Pierwsze koty za płoty... Jakie koty? Zdarzają się wśród nich wyliniałe kocury z rodziny marcowych kawalerów. Z płotami też się nie zgadza. To już prędzej opłotki. W swojskim krajobrazie wiele się dzieje: pierwsza sesja sejmowa, pierwsze tygodnie rządu, pierwsze popisy elokwencji Rokity, pierwsze skandale.
– Wiesz – dzwoni dobra żona na komórkę debiutującego na Wiejskiej posła – oglądałam w telewizji twoją przemowę. Na szczęście nikt się nie zorientował, że byłeś trzeźwy.

Pierwszy raz świetnie się pamięta. Fryderyk Jarosy, gwiazdor przedwojennych kabaretów, mówiąc o tym, powołał się na wspomnienie psotnej panienki.
– Mój pierwszy... to byli studenci – rozmarzyło się dziewczę.

Wysłuchałem kiedyś zwierzenia sławnej aktorki o początku jej kariery:
– W pierwszym akcie pukałam do drzwi. Wtedy grająca ze mną dyrektorowa wołała: – Pod żadnym pozorem niech pani tu nie wchodzi!

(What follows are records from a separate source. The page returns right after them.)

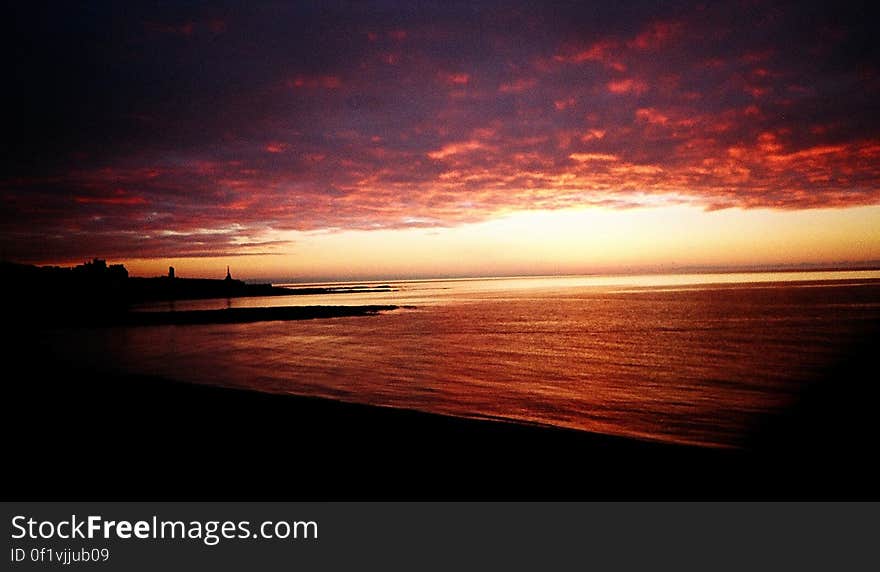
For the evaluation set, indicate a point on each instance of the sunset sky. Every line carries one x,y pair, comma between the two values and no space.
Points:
369,139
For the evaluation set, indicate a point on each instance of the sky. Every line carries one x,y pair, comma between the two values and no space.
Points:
372,139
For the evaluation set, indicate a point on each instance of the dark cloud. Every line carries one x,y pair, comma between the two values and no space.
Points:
184,129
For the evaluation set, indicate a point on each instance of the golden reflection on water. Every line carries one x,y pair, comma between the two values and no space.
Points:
691,365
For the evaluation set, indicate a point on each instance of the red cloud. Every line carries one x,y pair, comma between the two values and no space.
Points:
626,86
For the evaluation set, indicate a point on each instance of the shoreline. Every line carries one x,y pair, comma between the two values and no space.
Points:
149,438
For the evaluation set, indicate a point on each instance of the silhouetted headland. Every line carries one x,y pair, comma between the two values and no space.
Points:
98,293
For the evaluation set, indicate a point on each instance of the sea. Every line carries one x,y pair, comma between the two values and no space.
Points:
681,358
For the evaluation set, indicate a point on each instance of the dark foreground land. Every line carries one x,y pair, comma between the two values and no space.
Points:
75,434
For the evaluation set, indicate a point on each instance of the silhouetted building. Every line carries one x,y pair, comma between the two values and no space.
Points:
97,268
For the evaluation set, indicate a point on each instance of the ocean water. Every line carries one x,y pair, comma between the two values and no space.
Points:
679,358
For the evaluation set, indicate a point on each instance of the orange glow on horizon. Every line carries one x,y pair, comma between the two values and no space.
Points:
570,241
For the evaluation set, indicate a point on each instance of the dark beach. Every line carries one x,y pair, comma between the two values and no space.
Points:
84,431
79,434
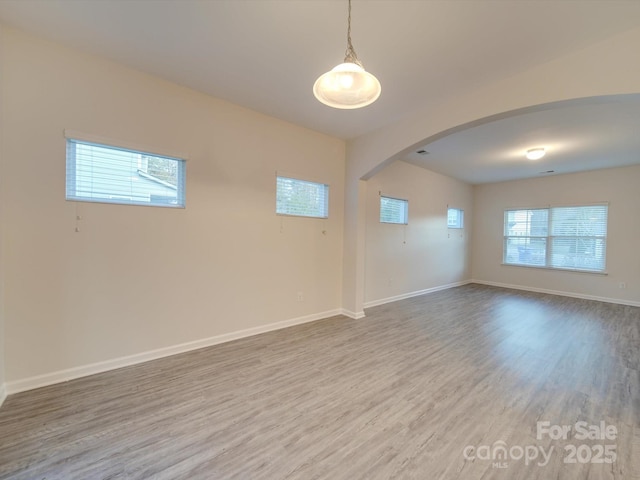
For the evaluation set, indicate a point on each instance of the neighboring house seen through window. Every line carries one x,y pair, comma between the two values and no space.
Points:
103,173
567,238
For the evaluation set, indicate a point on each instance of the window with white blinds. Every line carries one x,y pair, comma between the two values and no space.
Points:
567,238
394,210
455,218
109,174
301,198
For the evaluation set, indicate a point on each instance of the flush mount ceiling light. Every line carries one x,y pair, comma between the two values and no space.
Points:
348,85
535,153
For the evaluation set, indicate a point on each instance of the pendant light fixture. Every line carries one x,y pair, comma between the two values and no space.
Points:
348,85
535,153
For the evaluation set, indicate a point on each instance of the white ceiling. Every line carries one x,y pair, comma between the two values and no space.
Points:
266,55
577,136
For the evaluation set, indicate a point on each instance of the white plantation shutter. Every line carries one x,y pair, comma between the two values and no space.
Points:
578,237
525,237
108,174
455,218
394,210
568,238
301,198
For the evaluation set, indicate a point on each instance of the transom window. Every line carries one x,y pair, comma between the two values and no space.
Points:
104,173
566,238
455,218
301,198
394,210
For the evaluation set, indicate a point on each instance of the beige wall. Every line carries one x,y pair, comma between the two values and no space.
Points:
617,186
425,254
135,279
609,67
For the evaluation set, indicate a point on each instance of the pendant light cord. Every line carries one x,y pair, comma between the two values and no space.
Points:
350,55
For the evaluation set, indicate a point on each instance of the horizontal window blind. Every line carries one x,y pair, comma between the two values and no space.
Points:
301,198
103,173
394,210
569,238
578,237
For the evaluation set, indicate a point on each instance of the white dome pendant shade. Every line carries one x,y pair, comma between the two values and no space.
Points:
348,85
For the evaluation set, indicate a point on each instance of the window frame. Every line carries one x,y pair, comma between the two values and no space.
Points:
116,197
549,237
460,224
324,214
405,209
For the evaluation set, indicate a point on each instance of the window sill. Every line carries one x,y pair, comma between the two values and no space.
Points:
567,270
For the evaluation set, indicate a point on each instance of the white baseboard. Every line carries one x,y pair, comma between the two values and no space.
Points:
353,315
561,293
3,393
382,301
99,367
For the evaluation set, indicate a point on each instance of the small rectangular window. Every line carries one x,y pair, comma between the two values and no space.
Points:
455,218
394,210
567,238
301,198
108,174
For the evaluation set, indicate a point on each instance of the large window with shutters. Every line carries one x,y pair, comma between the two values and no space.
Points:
301,198
566,238
110,174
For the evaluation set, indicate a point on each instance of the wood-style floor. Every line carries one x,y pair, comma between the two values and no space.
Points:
401,394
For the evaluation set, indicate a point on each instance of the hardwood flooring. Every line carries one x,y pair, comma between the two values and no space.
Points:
404,393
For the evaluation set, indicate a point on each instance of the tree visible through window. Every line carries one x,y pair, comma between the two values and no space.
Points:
394,210
568,238
103,173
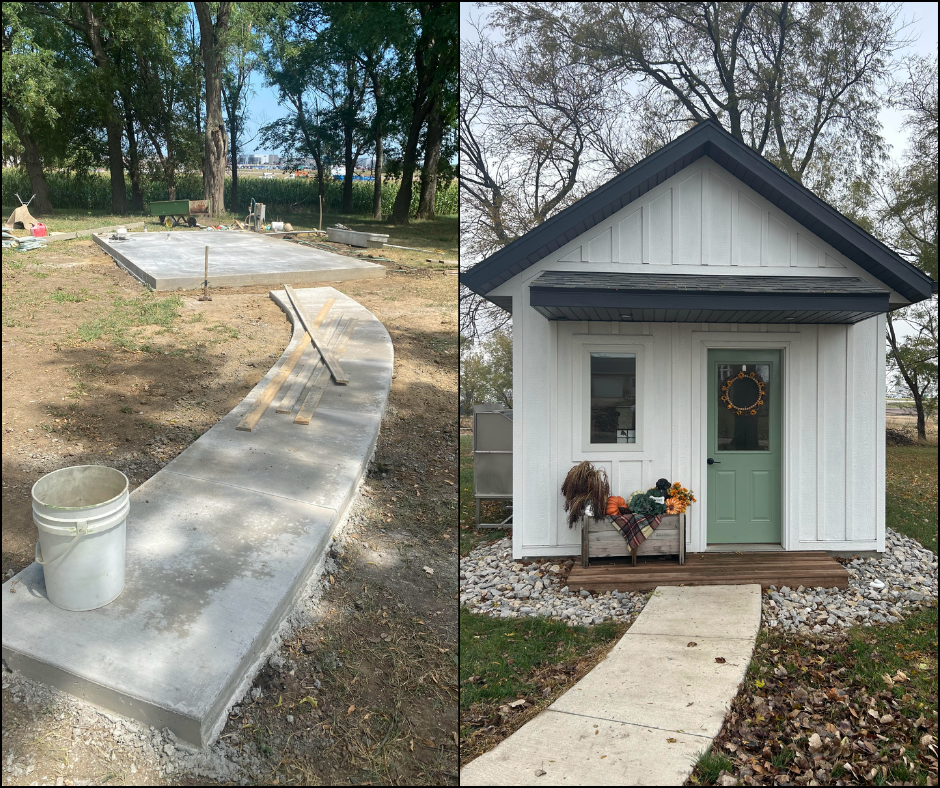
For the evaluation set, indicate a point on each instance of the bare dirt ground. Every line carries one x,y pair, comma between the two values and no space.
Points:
96,371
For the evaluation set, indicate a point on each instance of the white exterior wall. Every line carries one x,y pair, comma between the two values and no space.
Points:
702,220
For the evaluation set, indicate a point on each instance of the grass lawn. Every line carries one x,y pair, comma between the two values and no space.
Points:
911,499
439,234
860,709
470,535
527,662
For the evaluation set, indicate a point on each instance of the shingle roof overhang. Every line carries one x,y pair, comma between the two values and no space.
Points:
592,295
706,139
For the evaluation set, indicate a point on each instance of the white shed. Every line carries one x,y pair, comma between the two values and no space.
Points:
704,318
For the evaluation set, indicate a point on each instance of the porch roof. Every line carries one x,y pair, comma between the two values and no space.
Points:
708,138
712,298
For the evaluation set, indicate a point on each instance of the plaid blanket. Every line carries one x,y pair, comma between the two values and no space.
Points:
636,528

Kronikarze hollywoodzcy odnotowali radę Samuela Goldwyna dla młodego reżysera, pierwszy raz stającego za kamerą:
– Myśl pan o moich pieniądzach! I o tym, że film może zostać pokazany na Sądzie Ostatecznym.

Brzmi to niezbyt ambitnie. Dzisiaj producent powiedziałby raczej o projekcji w Watykanie. Zapamiętałem także historyjkę o naiwniaku, zaciągniętym pierwszy raz w życiu na spektakl baletowy. W przerwie dzielił się wrażeniami:
– Nie rozumiem, dlaczego one tańczą na palcach? Przecież można dobrać niższych tancerzy.

Koresponduje z tym opowiastka o cenionym w sferach zbliżonych do Mołdawanki odeskim szulerze. Wybrał się na koncert modnego fortepianisty. Wzruszył się jego grą, docenił klasę i styl interpretacji. Jednego nie mógł przeboleć:
– Czy maestro nie mógł znaleźć sobie lepszego fachu?